The Buddha too experimented with various unexplored avenues, before coming to the final spiritual realization.

He first tried asceticism.  Since he believed his disillusionment to stem from the cravings of his body, his first reaction was to negate it totally, even to the extent that he stopped eating.  Consequently, his bones stuck out like a row of spindles, and when he touched his stomach, he could almost feel his spine. His hair fell out and his skin became withered.  But all this was in vain.
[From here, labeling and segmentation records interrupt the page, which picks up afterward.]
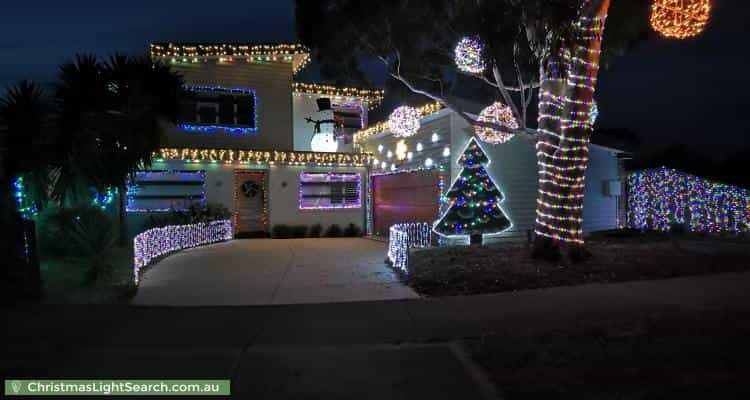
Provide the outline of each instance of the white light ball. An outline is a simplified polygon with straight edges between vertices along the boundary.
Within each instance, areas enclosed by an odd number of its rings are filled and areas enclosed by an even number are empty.
[[[419,122],[419,110],[414,107],[401,106],[393,110],[388,118],[388,130],[393,136],[408,137],[413,136],[421,126]]]
[[[482,112],[479,113],[477,121],[518,129],[518,121],[516,121],[516,118],[513,116],[513,111],[510,107],[499,101],[482,110]],[[513,138],[512,133],[506,133],[482,126],[475,126],[474,132],[476,132],[479,140],[489,144],[502,144]]]

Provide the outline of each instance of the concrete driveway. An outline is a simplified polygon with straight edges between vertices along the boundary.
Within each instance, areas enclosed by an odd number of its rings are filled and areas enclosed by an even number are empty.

However severe his austerities, perhaps even because of them, the body still clamored for attention, and he was still plagued by lust and craving.  In fact, he seemed more conscious of himself than ever.  Finally, Buddha had to face that asceticism had failed to redeem him.  All he had achieved after this heroic assault upon his body was a prominent rib cage, and a dangerously weakened physique.

Nevertheless, Buddha was still optimistic.  He was certain that it was possible for human beings to reach the last liberation of enlightenment.  And at that very moment, when he seemed to have come to a dead-end, the beginning of a new solution declared itself to him.  He realized that instead of torturing our reluctant selves into the last release, we might be able to meet it effortlessly and spontaneously.

We are essentially dependent on “how” our thinking depicts the world we navigate.  We do have the ability to change and augment the way we view the world and ourselves.  The universe is also inclusive of those around us whether they be distracted, attached or not.  This statement may be self-evident and factual, but many do not interpret with the same analysis in our dealings with one another.  If such as we have a person that has a very troubling childhood, little communication, and an underdeveloped emotional and physical relationship to their family, one can draw the proper conclusions that may ensue.  Feelings of abandonment, detachment, hopelessness, and an intense feeling of being alone just might exist for them.

There may be people you know that suffer from some form of detachment.  They pull themselves away from contact as a defense mechanism to protect their feeling states and cognitive dissonant states.  It might be a friend of your children’s or even a friend of yours.  Many navigate the world without ever reaching any peace with the way they see the world, especially if they live by this depressive state of being.

The impoverished minds of this world may be inspired to overcome this impoverishment, or they may be destitute and wither away right before our eyes…..so we must pay attention because it may be someone you care about.

We all seek answers to the questions that affect us.  We all have different personalities, different affinities to different determiners of how we come to feel.  The common thread is precisely our connection to other people that binds us together as a species.  The important mechanisms that filter our world is extremely important in the developing stages of a human being.  Our adaptive processes are also ever increasingly prominent in comparative psychologies.

In short the summation I find myself to engender is defined by this simple statement.  “Be the best person you can be!”